Пятеро коней, на которых сидели всадники, будто передавая друг друга невидимый символ, тотчас, заржали, жалобно, протяжно, взмахнув хвостами, будто крыльями, яростно, как это может сделать лошадь, синхронно попытались опрокинуть лишний груз в виде вещей и людей и покинуть опасное место.
Чутье не подвело. В двух сотнях шагов происходило торжество дико природы.
Кони не слушались и ранее - но люди, неумолимые и нечуткие существа, редко прислушивающиеся к собственному внутреннему голосу, а к братьям своих меньшим естественно по разуму, хотя здесь все весьма спорно, тем более; продолжали «наставлять их» в дальнейшем напутствии вперед, по призрачному берегу, плохо подходящему для довольно старых, пусть и не уставших физически, но ощущающих боль из-за изрядно истёртых подков.
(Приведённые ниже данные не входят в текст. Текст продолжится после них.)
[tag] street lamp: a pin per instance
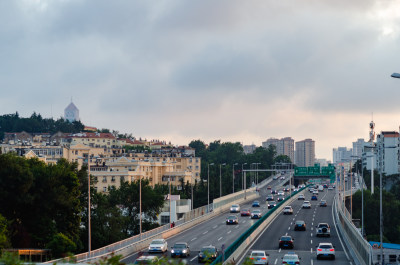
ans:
(233, 177)
(220, 182)
(208, 187)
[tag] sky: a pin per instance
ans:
(229, 70)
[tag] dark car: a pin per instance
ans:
(232, 220)
(245, 212)
(286, 242)
(180, 249)
(271, 204)
(207, 254)
(300, 226)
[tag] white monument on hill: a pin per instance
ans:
(71, 113)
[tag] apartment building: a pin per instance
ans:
(284, 146)
(305, 153)
(387, 145)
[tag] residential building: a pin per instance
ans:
(305, 153)
(71, 113)
(387, 144)
(358, 148)
(342, 154)
(249, 149)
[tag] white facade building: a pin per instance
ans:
(71, 113)
(388, 152)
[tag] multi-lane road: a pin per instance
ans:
(215, 232)
(305, 242)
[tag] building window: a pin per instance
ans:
(164, 219)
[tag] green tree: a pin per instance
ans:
(4, 233)
(61, 245)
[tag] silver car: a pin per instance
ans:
(235, 208)
(259, 257)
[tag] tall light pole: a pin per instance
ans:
(233, 177)
(208, 187)
(140, 205)
(243, 176)
(89, 206)
(220, 182)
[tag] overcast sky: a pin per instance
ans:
(211, 70)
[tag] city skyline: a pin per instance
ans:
(225, 70)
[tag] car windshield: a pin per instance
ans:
(208, 250)
(179, 246)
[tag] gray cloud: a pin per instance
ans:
(230, 70)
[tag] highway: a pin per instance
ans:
(305, 242)
(215, 231)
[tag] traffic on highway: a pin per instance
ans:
(280, 243)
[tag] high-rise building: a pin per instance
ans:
(358, 148)
(284, 146)
(342, 154)
(71, 113)
(305, 153)
(387, 144)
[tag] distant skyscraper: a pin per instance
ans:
(284, 146)
(305, 153)
(71, 113)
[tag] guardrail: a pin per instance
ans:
(243, 241)
(360, 247)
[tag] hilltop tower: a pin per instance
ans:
(71, 113)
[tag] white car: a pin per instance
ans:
(325, 250)
(259, 257)
(235, 208)
(158, 245)
(288, 210)
(291, 258)
(306, 205)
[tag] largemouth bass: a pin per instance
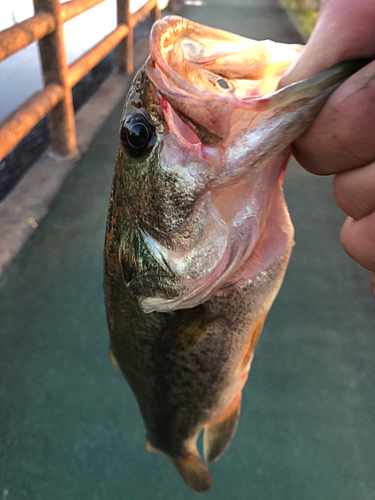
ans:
(198, 234)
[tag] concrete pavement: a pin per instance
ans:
(70, 428)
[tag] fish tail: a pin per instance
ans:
(219, 433)
(191, 467)
(194, 472)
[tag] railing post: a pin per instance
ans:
(55, 70)
(125, 55)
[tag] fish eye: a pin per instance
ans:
(223, 84)
(137, 135)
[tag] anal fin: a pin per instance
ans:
(219, 433)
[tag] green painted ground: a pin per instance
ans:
(69, 425)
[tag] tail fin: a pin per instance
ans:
(194, 472)
(191, 467)
(219, 434)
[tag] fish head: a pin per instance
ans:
(204, 141)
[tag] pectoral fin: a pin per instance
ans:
(190, 330)
(194, 472)
(219, 433)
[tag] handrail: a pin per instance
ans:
(59, 78)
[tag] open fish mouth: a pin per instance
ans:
(227, 123)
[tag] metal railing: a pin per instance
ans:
(46, 27)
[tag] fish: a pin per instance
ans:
(198, 234)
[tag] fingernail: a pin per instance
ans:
(372, 282)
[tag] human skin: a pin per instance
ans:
(342, 141)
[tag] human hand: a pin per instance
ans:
(342, 139)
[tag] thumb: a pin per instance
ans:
(344, 30)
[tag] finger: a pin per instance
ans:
(358, 240)
(344, 30)
(354, 191)
(342, 137)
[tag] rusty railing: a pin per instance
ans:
(46, 27)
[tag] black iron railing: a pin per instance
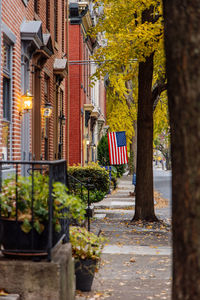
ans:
(36, 245)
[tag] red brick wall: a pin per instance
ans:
(13, 14)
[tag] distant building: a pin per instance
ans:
(87, 104)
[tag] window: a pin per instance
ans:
(6, 100)
(46, 88)
(61, 119)
(48, 14)
(56, 20)
(63, 25)
(6, 80)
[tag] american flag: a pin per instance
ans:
(117, 148)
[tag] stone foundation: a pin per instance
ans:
(40, 280)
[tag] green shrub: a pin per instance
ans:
(64, 205)
(92, 174)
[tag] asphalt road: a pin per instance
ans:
(162, 183)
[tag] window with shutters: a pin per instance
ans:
(56, 20)
(63, 25)
(7, 73)
(36, 6)
(48, 14)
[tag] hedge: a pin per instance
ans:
(92, 174)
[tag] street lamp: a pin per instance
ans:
(47, 110)
(27, 103)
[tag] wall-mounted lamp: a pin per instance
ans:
(27, 103)
(47, 110)
(62, 119)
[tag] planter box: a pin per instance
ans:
(18, 243)
(85, 270)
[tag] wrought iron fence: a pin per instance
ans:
(14, 241)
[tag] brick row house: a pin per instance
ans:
(33, 46)
(45, 111)
(87, 103)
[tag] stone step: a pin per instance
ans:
(137, 250)
(10, 297)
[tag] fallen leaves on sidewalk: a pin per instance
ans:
(3, 293)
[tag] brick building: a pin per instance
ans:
(33, 47)
(87, 104)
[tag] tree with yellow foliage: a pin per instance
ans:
(133, 57)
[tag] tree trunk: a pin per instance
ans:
(182, 44)
(144, 208)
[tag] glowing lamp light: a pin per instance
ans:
(47, 111)
(27, 102)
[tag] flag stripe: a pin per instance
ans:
(117, 154)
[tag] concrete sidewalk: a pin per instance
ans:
(136, 262)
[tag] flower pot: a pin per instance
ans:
(18, 243)
(85, 270)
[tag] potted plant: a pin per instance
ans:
(23, 224)
(86, 250)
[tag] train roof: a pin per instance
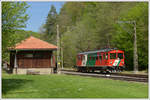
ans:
(101, 50)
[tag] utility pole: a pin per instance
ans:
(58, 50)
(135, 57)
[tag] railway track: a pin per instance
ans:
(114, 76)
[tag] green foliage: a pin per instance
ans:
(123, 37)
(50, 26)
(88, 26)
(13, 18)
(68, 86)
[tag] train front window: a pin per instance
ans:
(112, 55)
(120, 55)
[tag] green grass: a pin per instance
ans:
(67, 86)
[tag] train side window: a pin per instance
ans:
(93, 58)
(100, 57)
(120, 55)
(103, 56)
(112, 55)
(96, 57)
(78, 57)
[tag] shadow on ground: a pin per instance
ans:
(12, 84)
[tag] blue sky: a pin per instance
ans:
(38, 12)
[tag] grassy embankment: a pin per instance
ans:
(67, 86)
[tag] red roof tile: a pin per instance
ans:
(33, 43)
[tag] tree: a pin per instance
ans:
(50, 25)
(123, 38)
(13, 18)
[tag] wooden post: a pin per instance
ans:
(58, 51)
(135, 58)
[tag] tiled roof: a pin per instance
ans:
(33, 43)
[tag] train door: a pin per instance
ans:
(84, 60)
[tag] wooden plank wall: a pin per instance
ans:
(34, 59)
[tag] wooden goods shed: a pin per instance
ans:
(32, 54)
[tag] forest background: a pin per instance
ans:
(83, 26)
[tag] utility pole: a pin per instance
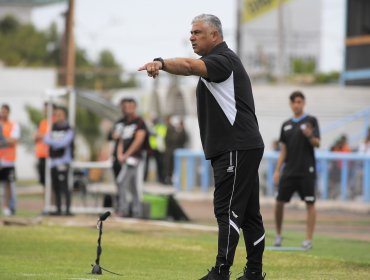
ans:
(238, 26)
(70, 47)
(281, 71)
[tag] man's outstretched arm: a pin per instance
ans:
(176, 66)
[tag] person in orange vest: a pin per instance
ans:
(10, 134)
(41, 148)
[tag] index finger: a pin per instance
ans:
(142, 68)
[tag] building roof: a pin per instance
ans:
(28, 3)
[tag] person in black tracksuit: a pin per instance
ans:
(231, 141)
(295, 169)
(114, 135)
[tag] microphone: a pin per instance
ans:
(104, 216)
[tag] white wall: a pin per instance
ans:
(20, 87)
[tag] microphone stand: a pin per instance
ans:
(96, 268)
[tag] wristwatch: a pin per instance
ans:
(160, 59)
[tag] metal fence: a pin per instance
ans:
(341, 176)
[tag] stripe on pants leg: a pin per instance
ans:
(231, 198)
(259, 240)
(234, 226)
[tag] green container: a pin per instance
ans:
(158, 206)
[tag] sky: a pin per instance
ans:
(140, 30)
(136, 31)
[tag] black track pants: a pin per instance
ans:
(236, 206)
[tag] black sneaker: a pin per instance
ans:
(247, 275)
(215, 274)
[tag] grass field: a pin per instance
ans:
(60, 252)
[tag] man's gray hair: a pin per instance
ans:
(211, 20)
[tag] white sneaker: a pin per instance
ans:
(7, 212)
(307, 244)
(278, 240)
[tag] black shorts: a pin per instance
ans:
(304, 185)
(7, 174)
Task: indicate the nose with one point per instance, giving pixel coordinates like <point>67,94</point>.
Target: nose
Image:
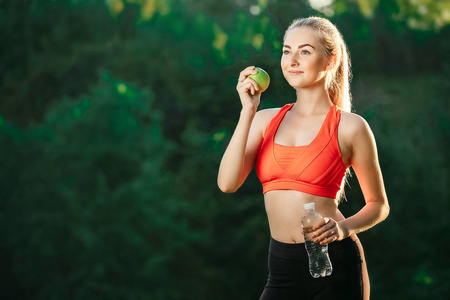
<point>294,60</point>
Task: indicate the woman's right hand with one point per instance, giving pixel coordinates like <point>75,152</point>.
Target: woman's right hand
<point>248,89</point>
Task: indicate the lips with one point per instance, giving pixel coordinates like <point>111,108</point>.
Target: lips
<point>294,72</point>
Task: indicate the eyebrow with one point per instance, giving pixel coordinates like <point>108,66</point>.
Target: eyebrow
<point>301,46</point>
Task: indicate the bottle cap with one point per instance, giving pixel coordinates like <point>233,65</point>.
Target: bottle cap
<point>309,206</point>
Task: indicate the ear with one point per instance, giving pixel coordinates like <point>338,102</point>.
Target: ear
<point>331,62</point>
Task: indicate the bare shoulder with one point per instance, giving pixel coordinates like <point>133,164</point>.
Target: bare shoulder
<point>263,117</point>
<point>353,125</point>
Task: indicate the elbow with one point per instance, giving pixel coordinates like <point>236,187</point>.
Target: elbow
<point>226,188</point>
<point>385,209</point>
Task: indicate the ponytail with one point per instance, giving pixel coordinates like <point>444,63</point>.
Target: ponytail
<point>338,78</point>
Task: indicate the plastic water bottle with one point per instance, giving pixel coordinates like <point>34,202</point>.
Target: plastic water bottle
<point>319,261</point>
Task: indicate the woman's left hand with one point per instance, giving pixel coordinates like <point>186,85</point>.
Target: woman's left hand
<point>328,230</point>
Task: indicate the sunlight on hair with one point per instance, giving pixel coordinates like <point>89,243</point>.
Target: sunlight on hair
<point>322,6</point>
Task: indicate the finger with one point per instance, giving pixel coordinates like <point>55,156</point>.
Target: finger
<point>246,72</point>
<point>321,223</point>
<point>333,237</point>
<point>247,87</point>
<point>254,85</point>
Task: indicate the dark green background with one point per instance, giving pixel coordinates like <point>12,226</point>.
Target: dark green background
<point>114,116</point>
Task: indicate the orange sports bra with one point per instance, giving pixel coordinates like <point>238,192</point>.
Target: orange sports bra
<point>315,169</point>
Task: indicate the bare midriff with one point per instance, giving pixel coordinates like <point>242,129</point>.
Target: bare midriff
<point>285,211</point>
Но вот волки, вышедшие из тени подлеска, еще не были видны с вершины сидящих на бравых конях рейтаров, то есть ездоков. Евгений в тот злой час мирно лежал в окружении «древесного Стоухенджа», ощущая весь вкус всепроникающего мокрого дерева, кожи, земли, окружающей его. Этот, казалось бы, неназойливый запах и разбудил его, вытащив за руку, находящегося в условно-закрытой берлоге, в которой действительно не хватало более нейтрального, но и более холодного, слабопроникающего свежего воздуха - особенно с таким ветром. В темноте было трудно ориентироваться, а дико безобразное положение тела только что выпавшего из блаженного безболезненного сна, вновь напомнило себя. Будучи согнутым чуть ли не в три раза, он испытывал сильную мышечную боль, вызванную затеканием. Именно это, а не спертый воздух, послужило реальной причиной ночного пробуждения. И весьма вовремя. Когда господин Понасенков, пришел в себя, по крайней мере, открыв глаза - единственное движение, которое было для него относительно безболезненным, он услышал крик. Татьяна, приближалась к месту ночлега, причем с большой скоростью.